Present: Tim, Jane, Alex B, Alex A, Stefania, Arran, Jane, Sarah, Daniel, Alex F, Felix, Anna-Maria, Kunika, Stef

Apologies: Helen

Agenda:

  1. Deeper Catalogue Data - Tim An Intensive day with some progress, 28 April 2023
  2. Oral histories and folk songs investigation - Stefania, Daniel and Stef

Notes:

  1. Although we started by thinking about ‘bags of terms’ as fodder for linking, but this investigation, amongst others, is beginning to show that taxonomy and categories remain very important for linking. 1921 catalogue contains a list of subject headings and that could easily be transposed. (but it would, of course, need to be added to).

    Investigation has 3 ways of extracting object names:

    1. Use the headings and break them down semantically. Required human-in-the-loop
    2. SPD
    3. KeyBERT

    Both SPD and KeyBERT are effective and it is difficult to say whether one is a lot better than another. Small further work on experimenting with the specificities - not quite proof of concept yet.

    Questions asked by Tim:

    Link to Curatorial Voice project and published articles https://curatorialvoice.github.io/.

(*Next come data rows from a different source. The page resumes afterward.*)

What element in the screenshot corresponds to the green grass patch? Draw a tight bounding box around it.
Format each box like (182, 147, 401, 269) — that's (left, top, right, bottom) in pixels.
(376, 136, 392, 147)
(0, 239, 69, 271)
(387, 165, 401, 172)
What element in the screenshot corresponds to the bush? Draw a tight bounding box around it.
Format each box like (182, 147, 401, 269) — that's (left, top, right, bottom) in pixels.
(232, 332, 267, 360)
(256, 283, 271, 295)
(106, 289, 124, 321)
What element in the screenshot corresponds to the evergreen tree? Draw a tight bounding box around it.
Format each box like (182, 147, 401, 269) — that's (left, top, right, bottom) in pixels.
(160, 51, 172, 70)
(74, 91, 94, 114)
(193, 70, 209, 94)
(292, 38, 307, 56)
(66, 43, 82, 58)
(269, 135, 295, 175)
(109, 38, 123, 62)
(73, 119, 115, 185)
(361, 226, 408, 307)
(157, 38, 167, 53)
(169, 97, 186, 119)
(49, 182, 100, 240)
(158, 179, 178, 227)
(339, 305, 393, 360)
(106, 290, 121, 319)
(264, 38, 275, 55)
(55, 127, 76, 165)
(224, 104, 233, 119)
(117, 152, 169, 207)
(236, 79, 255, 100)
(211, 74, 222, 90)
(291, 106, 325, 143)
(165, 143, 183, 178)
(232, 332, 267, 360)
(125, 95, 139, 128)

  2. Oral histories - Stef and Stefania. To what extent can what has already been done be understood as proof of concept?

    There may be a risk to pausing the investigation after getting the historians excited about the oral histories work. But we can un-pause at any point. Stef’s PhD student will be working on themes about oral histories and living well together in cities. So, there will be continued development work.

    Stef keen to highlight that we need to keep expectations managed as this is very much at proof of concept phase, and not even at prototype stage.

    High performance computer would be needed to run this again on a different dataset. Felix interested in what aspects of the work require high performance computing. The automated transcription would, but also the embedding (using Bloom). (Alex B - As we get some VMs here at SMG, Stef might be able to tap into some of that too.)

    Neslihan bringing together object records and oral histories - this might be the point to bring together the data into a vector database, particularly at the SMG. Pinecone or weaviate.

    We agreed that it would be good to move forward with the extended meeting with historians. Also agreed that if Stef needs to / wants to move on with the work next year, we will support it as best as we can.

    Daniel offered that there are over 900 pages of transcription related to mining oral histories if we wanted energy related material too.